Be Careful What You Wish For
You know how the rest of this saying goes, " because you just might get it."
Here's the story. Remember my nephew. The one who informed me by telephone that he had established me a web site without any prior discussion with me. Well, he has struck again.
He informed me last Friday that he had issued a challenge to Dick Vitale on my behalf to have a free throw "shoot out" at halftime of the Duke-Carolina game in the Dean Dome. Again no prior discussion with me. It's difficult for me to get upset with him because I did mention this as my ultimate fantasy in my article on free throw shooting.
It might have gone unnoticed except for the fact that some posters on Tar Heel Talk, where I occasionally post, picked up on it and have started an e-mail campaign to Vitale, urging him to accept. I don't personally think there is a one-in-a-million chance that the "shoot out" will occur, but I will admit it's exciting to talk about it.
There have been all kinds of responses from my friends to the proposed battle of the freebies. Mrs. RamFanatic made the most painful comment when she learned of the possible contest when she said. "Well, for heaven's sake. You aren't going to go through with it, are you?" Real comforting to hear from someone you thought was on your side. I reminded her that the nephew was from her side of the family, not mine. Another friend really got excited when he heard about it and remarked "that will be as exciting as the basketball game." That might be a bit of an overstatement. I can't figure out whether my friends are excited over the prospect of me being humiliated or if they genuinely want to see Dickie V get thrashed. Take your choice.
One poster on THT says he is working behind the scenes to bring the showdown off between DV and RamFanatic. I haven't told anyone yet that I don't have a ticket, but maybe that can be worked out.
Oh, yes. I forgot to tell you what the proposed stakes are. The loser has to leave the Dean Dome at halftime while the winner can remain. This may take some doing with ESPN, but while we're dreaming, anything is possible. I will have my 2" TV in my pocket just in case.
I haven't started serious workouts yet. Just a little roadwork and breathing exercises. I've been spending right much time on developing the rules. You have to have rules.
Some of them I have developed so far are:
1. Combatants cannot stand within 20 feet of each other while one is shooting.
2. There can be no distractions to the shooter by the combatant not shooting.
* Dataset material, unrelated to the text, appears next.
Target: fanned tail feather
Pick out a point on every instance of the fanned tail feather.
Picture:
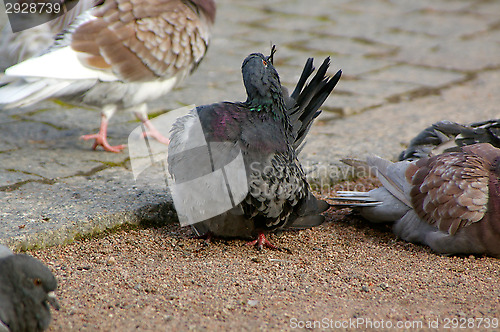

This includes both visual and audible distractions.
3. "Shaggers" will be selected at random from the UNC cheerleaders. One for each contestant, preferably female if this not politically incorrect.
4. Shots will be in sets of 5, a total of 10 Overtime will be until one achieves an advantage over the other. Subject to change.
5. Contestants must use the same ball to be provided by the UNC Athletics Department.
6. Each contestant will be allowed 2 warm up shots.
I'm just getting started with the rules. Give me a little time and I will have so many rules, old Dickie won't even understand what he is doing. I thought about having him wear a Duke cap and I would wear a UNC cap, but I decided that was going too far. I'm banking on the anti-Vitale feelings a lot of UNC fans have for DV to manifest itself in profuse cheering for RamFanatic. Wait a minute. That might put more pressure on me so I think I will ask for silence in the Dean Dome while I am shooting. That ought to insure the loudest noise the DD has ever seen.
Before you label me certifiable insane, let me assure you that I labor under no illusion. I fully understand the chances that this contest will take place are slim and none. It is fun, however, to speculate what would happen if it did. Would I freeze? Would I ever be able to recover what little reputation I have as a sane citizen if I were to do it? Would the crowd be for me or Vitale? If Vitale lost, would he demand a rematch?
By the way, I have scouted Vitale and he is a pretty good free throw shooter even though he has only one eye. His partner on the Michigan State-Illinois game commented that he saw Vitale hit 14 consecutive free throws before the game. He frequently takes his shoes off when doing games in the Dean Dome and puts up a few before the game, so he's not a novice at this sort of thing.
The biggest problem I have at the moment is that Leroy, the Tar Heel Terror feels like he is entitled to go since he stuck with me back when I was shooting 100 free throws a day in the driveway. That could be a problem. On second thought, he might be a comfort to me at a time when I need a friend. If I step up to the free throw line in the DD in front of a packed house, I'm sure a new definition will have to be developed for the word " lonely".
I will keep you informed of developments, if any.